While he accepts that there is a romantic element to the film, he finds it also “tough, and not a glamourous or fake version of the strip clubs in Soho,” while also admiring how devoid it is of the miserablism of other films showing London’s criminal underworld. More importantly, he found a sense of hope in Mona Lisa. This was a notion he wanted to inject into City of Tiny Lights, showing that London, like any large capital city, is a place that “reflects the true reality of living in a vibrant, multicultural, sexy, scary, exciting place”.
Wonderland (1999)
Director: Michael Winterbottom
“I like films like Notting Hill (1999), but it isn’t what London is, it is just a bit of London. Or [films] become very grim and slightly miserable, and that isn’t true either. London can be a scary, lonely place to live with many challenges, but it is also a happy, fun, vibrant place,” says Travis as he approaches his next choice of film.
He lands on Michael Winterbottom’s London-tale set over Bonfire night weekend, Wonderland, which captures the lives of three sisters as they try to navigate their lives admits the grubby reality of city life. “I remember enjoying how real and true that film felt,” explains Travis, who like Winterbottom aims to always find the characters and their story, trying to come as accurately as possible to the reality of life here in London, as he explains. “I would like to think that with City of Tiny Lights we approached the story in the same way. Of all the flickering lights of London, all too often we only get to see behind the middle-class ones, or the dead ones when it is a period movie.”
The Long Good Friday (1980)
Director: John Mackenzie
Another film featuring the talents of the late Bob Hoskins, The Long Good Friday captures London before the glittering towers of Canary Wharf came to define the skyline of the capital. Hoskins plays Harold, a mob boss looking to develop the docklands area of the city, who becomes stuck in the middle of new American investors and the IRA. For Travis, this is a film that captures London on screen in a successful way, but he notes that along with good examples, such as Mackenzie’s 1980s classic, there have been plenty of others that haven’t been as successful. “We are constantly trying to appeal to America, and what they think London is, and are a little bit scared of the richness under our feet,” he explains.
Dirty Pretty Things (2002)
Director: Stephen Frears
Set in the underbelly of London, Stephen Frears’ film about illegal immigrants having to find a way to survive was a film that Travis felt was “a beautiful story about London”, that “did something very truthful about that world”. Starring Chiwetel Ejiofor in a career-launching performance as a Nigerian illegal immigrant and former doctor who is forced to perform back-room operations, it was a film that pulled back the curtain on the plight of immigrants in the capital.
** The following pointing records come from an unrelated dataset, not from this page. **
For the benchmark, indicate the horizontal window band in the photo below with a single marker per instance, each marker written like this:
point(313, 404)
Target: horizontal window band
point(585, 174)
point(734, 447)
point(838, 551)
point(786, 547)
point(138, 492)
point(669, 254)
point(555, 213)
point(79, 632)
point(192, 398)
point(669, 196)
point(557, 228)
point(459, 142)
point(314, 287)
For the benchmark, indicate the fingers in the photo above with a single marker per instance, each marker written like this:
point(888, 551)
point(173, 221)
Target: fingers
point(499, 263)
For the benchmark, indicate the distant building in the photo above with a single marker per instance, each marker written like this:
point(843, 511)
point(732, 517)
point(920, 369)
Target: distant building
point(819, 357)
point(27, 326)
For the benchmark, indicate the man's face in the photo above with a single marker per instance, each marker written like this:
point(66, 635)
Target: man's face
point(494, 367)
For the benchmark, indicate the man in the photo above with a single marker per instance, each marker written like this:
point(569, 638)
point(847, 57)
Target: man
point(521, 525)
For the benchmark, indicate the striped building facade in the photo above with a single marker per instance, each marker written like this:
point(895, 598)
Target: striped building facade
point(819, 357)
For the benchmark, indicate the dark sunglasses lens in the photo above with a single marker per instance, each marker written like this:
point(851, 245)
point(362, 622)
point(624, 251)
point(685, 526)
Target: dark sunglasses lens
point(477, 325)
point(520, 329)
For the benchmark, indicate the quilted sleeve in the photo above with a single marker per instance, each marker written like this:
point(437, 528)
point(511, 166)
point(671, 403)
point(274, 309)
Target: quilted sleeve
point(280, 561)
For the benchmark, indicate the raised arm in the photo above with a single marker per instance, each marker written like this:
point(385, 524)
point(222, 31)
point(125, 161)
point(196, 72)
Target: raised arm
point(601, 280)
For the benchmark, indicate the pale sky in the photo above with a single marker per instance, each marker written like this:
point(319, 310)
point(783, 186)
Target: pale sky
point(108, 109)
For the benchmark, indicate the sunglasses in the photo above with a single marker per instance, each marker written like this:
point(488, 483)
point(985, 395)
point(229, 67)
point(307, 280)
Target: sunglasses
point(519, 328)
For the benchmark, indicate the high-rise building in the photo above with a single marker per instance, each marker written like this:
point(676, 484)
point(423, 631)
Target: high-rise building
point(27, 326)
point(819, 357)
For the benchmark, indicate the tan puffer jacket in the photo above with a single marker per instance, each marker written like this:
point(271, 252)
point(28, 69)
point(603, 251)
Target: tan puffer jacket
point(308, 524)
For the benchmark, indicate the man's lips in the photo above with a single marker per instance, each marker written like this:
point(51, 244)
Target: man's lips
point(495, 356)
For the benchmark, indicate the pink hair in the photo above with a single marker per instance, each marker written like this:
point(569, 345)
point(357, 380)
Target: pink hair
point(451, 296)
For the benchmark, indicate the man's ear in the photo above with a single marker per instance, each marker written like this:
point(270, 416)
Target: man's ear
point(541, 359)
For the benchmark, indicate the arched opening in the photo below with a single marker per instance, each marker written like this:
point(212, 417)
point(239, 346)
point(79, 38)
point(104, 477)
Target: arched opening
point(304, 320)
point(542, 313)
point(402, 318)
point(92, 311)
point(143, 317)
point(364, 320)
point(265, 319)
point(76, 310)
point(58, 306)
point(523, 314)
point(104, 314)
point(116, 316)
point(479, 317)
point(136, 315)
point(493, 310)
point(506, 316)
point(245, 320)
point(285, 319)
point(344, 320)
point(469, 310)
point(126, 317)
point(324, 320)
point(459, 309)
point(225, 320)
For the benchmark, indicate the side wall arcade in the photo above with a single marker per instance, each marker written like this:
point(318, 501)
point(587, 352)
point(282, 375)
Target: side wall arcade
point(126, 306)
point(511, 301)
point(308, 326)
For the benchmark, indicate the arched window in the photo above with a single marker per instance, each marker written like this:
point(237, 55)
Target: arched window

For Travis, this film was authentic, but he is keen to stress that the state cinema is now in is very different. “I think diversity is an issue beyond just casting. It is about the stories that we decide to tell, but if the roles are still defined in a certain way, then audiences will only be used to seeing certain characters and will expect that. It is about putting people in different positions. It is important to me that we don’t assume the social issues all too often automatically attached to certain characters.”